While Jon and Frank were out I ignored the rain and thinned out the crocosmia and Oriental poppies in the border replanting them elsewhere. Just as the lads returned the rain became torrential and a deafening clap of thunder had me joining them indoors. The vet had managed to remove Frank's tick, check his ridiculously thick fur for more (thankfully, not) and give him a liberal dowsing of tick deterrent. After a bowl of chicken, Jon was all but forgiven.
We'd grown a cerinthe major from a seed we collected on a walk last summer which I popped into the border before planting the geraniums Jon had managed to divide.
Whilst tea was being prepared I did a little more ancestry research and discovered another interesting relative, Jon's great-great uncle, Richard Hartshorne. Richard was born in Walsall in 1883 and was employed as a pikeman in the local coal mine. In September 1903 he married Eliza "Lizzie" Skitt, who worked as a warehouse girl in a Walsall iron foundry and they had four children. Despite mining being a reserved occupation and Richard being exempted from military service, he enlisted in the British Army in January 1915 joining the South Staffordshire Regiment. He saw two and a half years of active service and was killed in action in the trenches on the night of 21st October 2017. He is buried at the Philosophe British Cemetery in Mazingarbe, France.
|Richard Hartshorne (1883 - 1917)|
|Eliza "Lizzie" Hartshorne (1885 -1956)|
Night: 20/21st Trenches: HULLOCH 9pm - 2.30am
2nd Lieut. Jukes and Webb and 15 other ranks patrolled into the enemy's front trench, but not realising their advantage, failed to make the best of it. 2nd Lieut. Lindop on patrol further south failed to find a gap, and lost Sgt Hartshorne - killed - a good and plucky NCO., who is a loss to the battalion.
Wouldn't that make a great plot for a thriller...an excess of free time due to lockdown leads the protagonist to develop a passion for genealogy. On discovering their heroic ancestor was killed due to the ineptitude of a superior officer they decide to trace his family tree and avenge his death by hunting down and punishing his surviving family. I've obviously been reading too many crime novels!

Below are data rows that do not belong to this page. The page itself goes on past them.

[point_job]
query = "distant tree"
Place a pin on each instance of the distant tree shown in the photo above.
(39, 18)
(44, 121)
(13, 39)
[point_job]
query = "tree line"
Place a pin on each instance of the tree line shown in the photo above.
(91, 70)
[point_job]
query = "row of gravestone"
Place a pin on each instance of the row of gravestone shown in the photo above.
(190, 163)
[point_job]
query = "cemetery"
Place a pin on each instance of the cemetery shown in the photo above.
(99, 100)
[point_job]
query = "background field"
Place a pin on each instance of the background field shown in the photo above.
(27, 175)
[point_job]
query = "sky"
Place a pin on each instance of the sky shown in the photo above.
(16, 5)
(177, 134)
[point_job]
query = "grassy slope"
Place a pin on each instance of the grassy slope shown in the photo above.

Glorious sunshine greeted me when I got up on Wednesday morning. Frank and I went for an inspection of the garden before my Wii Fit Workout. I sprayed the houseplants in the lounge and joined Jon for breakfast. There was much excitement as we'd decided that today was the day we'd go proper charity shopping - driving to a nearby town with a profusion of high street chazzas - as opposed to popping into the clearance shop in Walsall.
Jon had received a text to confirm that the bench I'd ordered at the weekend was out for delivery so I posed for an outfit photo while we waited. Keen to wear the copal beads I'd found on Sunday's charity shop expedition I wore a 1960s Dagina Indian block printed cotton maxi dress (eBay, 2018) to pick up the yellow. I'd not worn this vintage suede jacket since End of The Road Festival in 2018 and, the smell of damp was dreadful but I figured that everyone would be wearing masks so they might not notice.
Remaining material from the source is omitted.